As we can see inference time of quantized model is much lower than of ONNX model.

## Pipeline tests

In [16]:
pipe = pipeline('summarization', model=model, tokenizer=tokenizer)

In [17]:
start_time = time.perf_counter()
print(pipe(dataset['validation']['dialogue'][0]))
end_time = time.perf_counter()
end_time - start_time

[{'summary_text': "Here's a letter from Lemmy to his father, Tom, explaining why he wants to buy his son a puppy."}]


11.485970299999735

In [18]:
start_time = time.perf_counter()
print(pipe(dataset['validation']['dialogue'][1]))
end_time = time.perf_counter()
end_time - start_time

[{'summary_text': 'A conversation between a waiter and a customer in a restaurant.'}]


5.546223100000134

In conclusion, we can that quantized model generating pipeline with same level of performance is almost 1.5 faster.

# Model deployment

In `fast-api-service` folder we have a fastapi service that implements API to access our summarization model.

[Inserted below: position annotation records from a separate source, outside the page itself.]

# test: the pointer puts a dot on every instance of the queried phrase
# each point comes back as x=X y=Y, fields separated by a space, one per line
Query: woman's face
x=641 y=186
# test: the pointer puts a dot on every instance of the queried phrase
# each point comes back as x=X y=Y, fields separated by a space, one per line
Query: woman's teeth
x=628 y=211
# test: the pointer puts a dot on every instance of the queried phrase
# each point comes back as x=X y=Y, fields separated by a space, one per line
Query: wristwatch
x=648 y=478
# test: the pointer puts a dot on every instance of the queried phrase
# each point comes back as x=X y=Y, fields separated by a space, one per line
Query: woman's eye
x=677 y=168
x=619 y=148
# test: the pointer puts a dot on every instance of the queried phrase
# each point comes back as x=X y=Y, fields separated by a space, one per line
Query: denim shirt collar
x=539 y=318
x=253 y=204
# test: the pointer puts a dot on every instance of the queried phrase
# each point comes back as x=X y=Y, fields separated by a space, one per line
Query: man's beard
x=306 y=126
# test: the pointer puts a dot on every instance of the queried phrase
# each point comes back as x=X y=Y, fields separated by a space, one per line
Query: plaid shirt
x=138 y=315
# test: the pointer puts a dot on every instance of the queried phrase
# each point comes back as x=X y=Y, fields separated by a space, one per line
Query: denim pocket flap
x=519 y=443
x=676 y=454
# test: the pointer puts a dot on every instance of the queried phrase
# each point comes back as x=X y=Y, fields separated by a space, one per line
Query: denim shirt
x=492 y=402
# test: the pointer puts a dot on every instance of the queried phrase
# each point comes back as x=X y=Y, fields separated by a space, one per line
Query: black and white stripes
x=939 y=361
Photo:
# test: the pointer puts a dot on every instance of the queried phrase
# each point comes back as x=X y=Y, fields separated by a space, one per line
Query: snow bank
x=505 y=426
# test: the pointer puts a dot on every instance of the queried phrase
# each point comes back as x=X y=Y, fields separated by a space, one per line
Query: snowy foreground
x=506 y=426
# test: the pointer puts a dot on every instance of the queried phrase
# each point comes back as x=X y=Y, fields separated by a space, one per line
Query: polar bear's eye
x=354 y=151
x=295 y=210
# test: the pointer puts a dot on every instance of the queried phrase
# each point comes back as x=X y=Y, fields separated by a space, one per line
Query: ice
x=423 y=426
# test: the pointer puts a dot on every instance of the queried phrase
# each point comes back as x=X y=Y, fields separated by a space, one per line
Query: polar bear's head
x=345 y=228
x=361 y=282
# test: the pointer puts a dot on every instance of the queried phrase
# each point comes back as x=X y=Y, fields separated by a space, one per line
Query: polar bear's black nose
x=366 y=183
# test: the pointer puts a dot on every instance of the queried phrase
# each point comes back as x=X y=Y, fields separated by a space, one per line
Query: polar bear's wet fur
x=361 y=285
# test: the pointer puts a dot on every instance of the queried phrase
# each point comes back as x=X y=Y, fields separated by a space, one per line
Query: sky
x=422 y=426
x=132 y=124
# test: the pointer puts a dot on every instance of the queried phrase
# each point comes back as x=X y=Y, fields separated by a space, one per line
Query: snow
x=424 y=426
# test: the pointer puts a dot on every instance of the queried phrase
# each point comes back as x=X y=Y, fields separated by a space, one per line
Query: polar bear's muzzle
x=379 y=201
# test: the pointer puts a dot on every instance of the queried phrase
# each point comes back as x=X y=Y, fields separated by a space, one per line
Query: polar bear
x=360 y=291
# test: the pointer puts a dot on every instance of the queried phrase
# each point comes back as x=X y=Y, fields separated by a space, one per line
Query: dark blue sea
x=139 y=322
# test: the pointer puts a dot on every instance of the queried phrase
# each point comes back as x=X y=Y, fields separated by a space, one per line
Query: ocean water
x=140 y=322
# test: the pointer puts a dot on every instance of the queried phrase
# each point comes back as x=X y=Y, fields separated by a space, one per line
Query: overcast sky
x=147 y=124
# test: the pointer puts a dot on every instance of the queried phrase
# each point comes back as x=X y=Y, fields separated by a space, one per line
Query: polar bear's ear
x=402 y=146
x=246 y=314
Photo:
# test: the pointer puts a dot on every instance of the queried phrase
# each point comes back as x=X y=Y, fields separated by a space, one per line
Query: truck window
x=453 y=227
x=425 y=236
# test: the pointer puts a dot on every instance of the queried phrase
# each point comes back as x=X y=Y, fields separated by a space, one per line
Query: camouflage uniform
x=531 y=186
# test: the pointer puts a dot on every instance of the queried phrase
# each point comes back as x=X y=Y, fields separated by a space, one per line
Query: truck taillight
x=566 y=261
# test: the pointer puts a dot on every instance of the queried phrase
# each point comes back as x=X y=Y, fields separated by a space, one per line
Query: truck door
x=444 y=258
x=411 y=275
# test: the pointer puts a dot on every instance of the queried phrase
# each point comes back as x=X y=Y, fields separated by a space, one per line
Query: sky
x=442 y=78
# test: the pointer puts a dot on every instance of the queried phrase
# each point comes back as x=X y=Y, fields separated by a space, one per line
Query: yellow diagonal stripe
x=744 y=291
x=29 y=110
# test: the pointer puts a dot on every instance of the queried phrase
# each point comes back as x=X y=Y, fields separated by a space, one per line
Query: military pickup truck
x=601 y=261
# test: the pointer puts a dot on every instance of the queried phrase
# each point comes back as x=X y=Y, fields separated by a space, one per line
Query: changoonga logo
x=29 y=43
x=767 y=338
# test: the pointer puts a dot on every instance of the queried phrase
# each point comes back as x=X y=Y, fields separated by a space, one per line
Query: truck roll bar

Below we build a docker image of fastapi service and run the container.

In [19]:
!cd fast-api-service && docker-compose build && docker-compose up -d

#0 building with "default" instance using docker driver

#1 [transformer-model internal] load .dockerignore
#1 transferring context: 2B done
#1 DONE 0.0s

#2 [transformer-model internal] load build definition from Dockerfile
#2 transferring dockerfile: 560B done
#2 DONE 0.0s

#3 [transformer-model internal] load metadata for docker.io/tiangolo/uvicorn-gunicorn-fastapi:python3.10
#3 ...

#4 [transformer-model auth] tiangolo/uvicorn-gunicorn-fastapi:pull token for registry-1.docker.io
#4 DONE 0.0s

#3 [transformer-model internal] load metadata for docker.io/tiangolo/uvicorn-gunicorn-fastapi:python3.10
#3 DONE 2.1s

#5 [transformer-model 1/6] FROM docker.io/tiangolo/uvicorn-gunicorn-fastapi:python3.10@sha256:8b237d01ded686ca6c2910af28302cc1997fac8adc69a10cddae603d05c4f485
#5 DONE 0.0s

#6 [transformer-model internal] load build context
#6 transferring context: 692B done
#6 DONE 0.0s

#7 [transformer-model 2/6] RUN curl -sSL https://install.python-poetry.org | python - --version 1.2.0 &&  

 Container transformer-service-latest  Created
 Container transformer-service-latest  Starting
 Container transformer-service-latest  Started


Now we will check the operation of the API.

In [21]:
import requests

requests.post(
    'http://127.0.0.1:8088/summarize',
    data="Giuseppe: Hi man Matteo: Yo Giuseppe: How's it going with Gosia? Matteo: I don't know, she's a little strange Giuseppe: Why? Matteo: She always criticizes me because I like football and video games Giuseppe: Damn Matteo: Yeah... Giuseppe: Ok, I don't like games either, but... Matteo: You boring guy Giuseppe: Lol Matteo: Anyway I like her a lot Giuseppe: I can understand that, she's hot, if you ever dump her make sure you tell me Matteo: Get your hands off her, man Giuseppe: Just kidding Matteo: Lollolol"
    ).text

'{"summary":"On this week\'s episode of Corriere dello Sport, we take a look at the relationship between Matteo and Gosia."}'

In [None]:
requests.post(
    'http://127.0.0.1:8088/summarize',
    data=dataset['validation']['dialogue'][0].encode('utf-8')
).text

As we see it gives responses to our requests with expected result.